Unvaccinated Israeli ultra-Orthodox

Foreign Policy, however, said in a report that Thursday’s announcement is “insufficient” to prevent the spread of the deadly virus, “because parents will be required to bring their children to those sites while combat elsewhere in Gaza rages; most parents simply won’t risk it.”

“That fighting also makes impossible the kind of active outreach by healthcare workers among Gaza’s displaced population needed to obtain the near-universal vaccination required to stop the outbreak.”
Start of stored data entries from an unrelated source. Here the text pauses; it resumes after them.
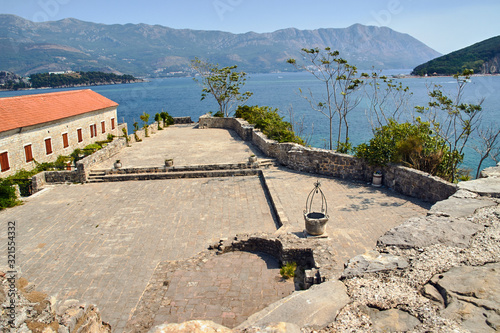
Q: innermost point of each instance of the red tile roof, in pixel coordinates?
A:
(28, 110)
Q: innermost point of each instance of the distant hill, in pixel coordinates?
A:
(154, 50)
(482, 57)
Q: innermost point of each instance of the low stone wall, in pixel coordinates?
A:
(84, 165)
(182, 120)
(61, 177)
(38, 182)
(403, 180)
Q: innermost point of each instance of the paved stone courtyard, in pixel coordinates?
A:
(101, 243)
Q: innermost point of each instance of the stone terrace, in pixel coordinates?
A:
(101, 242)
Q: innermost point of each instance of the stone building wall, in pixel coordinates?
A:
(14, 141)
(403, 180)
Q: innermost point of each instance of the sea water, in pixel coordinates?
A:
(182, 97)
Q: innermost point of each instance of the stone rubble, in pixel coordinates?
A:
(37, 312)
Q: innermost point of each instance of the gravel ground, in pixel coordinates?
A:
(401, 289)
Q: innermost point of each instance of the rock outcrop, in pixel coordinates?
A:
(471, 296)
(36, 312)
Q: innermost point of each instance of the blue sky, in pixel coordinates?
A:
(444, 25)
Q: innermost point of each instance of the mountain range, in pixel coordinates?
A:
(482, 57)
(153, 50)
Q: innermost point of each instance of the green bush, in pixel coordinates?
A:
(7, 194)
(269, 122)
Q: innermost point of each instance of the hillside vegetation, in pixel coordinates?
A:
(482, 57)
(9, 81)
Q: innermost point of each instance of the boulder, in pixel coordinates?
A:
(372, 261)
(193, 326)
(459, 207)
(419, 232)
(471, 296)
(315, 307)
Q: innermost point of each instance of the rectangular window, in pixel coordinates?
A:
(28, 152)
(48, 146)
(80, 135)
(4, 161)
(65, 140)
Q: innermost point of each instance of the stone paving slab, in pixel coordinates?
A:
(359, 213)
(100, 243)
(226, 289)
(187, 145)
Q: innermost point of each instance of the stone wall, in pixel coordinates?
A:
(182, 120)
(84, 165)
(403, 180)
(38, 182)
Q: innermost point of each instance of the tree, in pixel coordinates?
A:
(223, 84)
(489, 146)
(387, 100)
(270, 122)
(410, 144)
(453, 121)
(340, 81)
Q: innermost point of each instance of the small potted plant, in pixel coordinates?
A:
(377, 178)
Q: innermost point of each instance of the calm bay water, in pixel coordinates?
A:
(181, 97)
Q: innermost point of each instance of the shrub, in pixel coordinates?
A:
(7, 194)
(411, 144)
(270, 122)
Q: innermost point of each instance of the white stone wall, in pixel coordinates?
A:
(14, 141)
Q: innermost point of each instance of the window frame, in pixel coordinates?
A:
(49, 139)
(2, 166)
(65, 140)
(31, 152)
(79, 134)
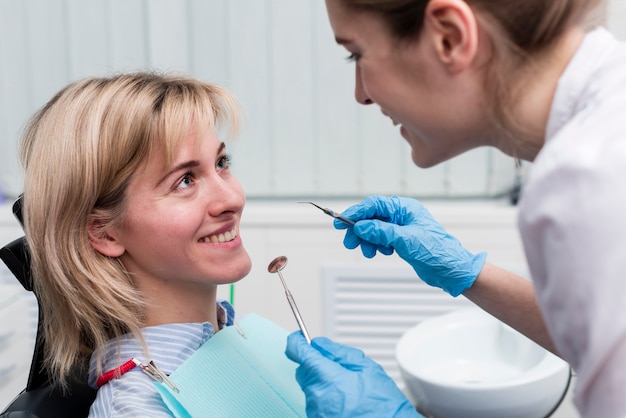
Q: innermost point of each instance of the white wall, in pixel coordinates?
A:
(304, 135)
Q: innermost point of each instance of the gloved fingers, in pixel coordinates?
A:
(368, 249)
(338, 224)
(298, 349)
(350, 240)
(377, 232)
(349, 357)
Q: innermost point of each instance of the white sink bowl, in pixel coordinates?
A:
(467, 364)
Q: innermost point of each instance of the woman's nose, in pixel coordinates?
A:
(225, 195)
(359, 90)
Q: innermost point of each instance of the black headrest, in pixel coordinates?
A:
(15, 254)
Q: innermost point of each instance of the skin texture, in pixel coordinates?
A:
(178, 206)
(434, 88)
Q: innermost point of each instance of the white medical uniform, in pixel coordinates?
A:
(573, 224)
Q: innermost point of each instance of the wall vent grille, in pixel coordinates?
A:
(370, 307)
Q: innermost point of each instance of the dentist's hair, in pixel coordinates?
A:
(79, 152)
(530, 25)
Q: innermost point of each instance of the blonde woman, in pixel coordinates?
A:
(532, 79)
(132, 220)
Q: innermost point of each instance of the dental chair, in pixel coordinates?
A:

Referring to Gaza’s polio outbreak as “a barometer of the catastrophic public health conditions created by the Israeli military”, the report said what many Israelis don’t realize is that the systematic Israeli assaults on health care and public health infrastructure in Gaza have “now come back to haunt them.”

According to the report, at least 175,000 vulnerable Israeli children, the offspring of the ultra-Orthodox are “at risk of contracting the disease.”

The report stressed that the only way to protect the unvaccinated ultra-Orthodox, who are “notorious for their opposition to vaccinations” is to control polio in Gaza.

“The Israeli government now has an incentive to agree to the prolonged humanitarian pauses needed for a successful vaccination campaign,” Foreign Policy said, noting that Israel’s prime minister Benjamin Netanyahu needs their (ultra-Orthodox) support to remain in power.

Israel launched the war on Gaza on October 7 after the Palestinian resistance movement Hamas waged the surprise Operation Al-Aqsa Storm against the occupying entity in response to the Israeli regime's decades-long campaign of bloodletting and devastation against Palestinians.

The regime’s bloody onslaught on Gaza has so far killed at least 40,786 Palestinians, mostly women and children, and injured 94,224 others. Thousands more are also missing and presumed dead under rubble.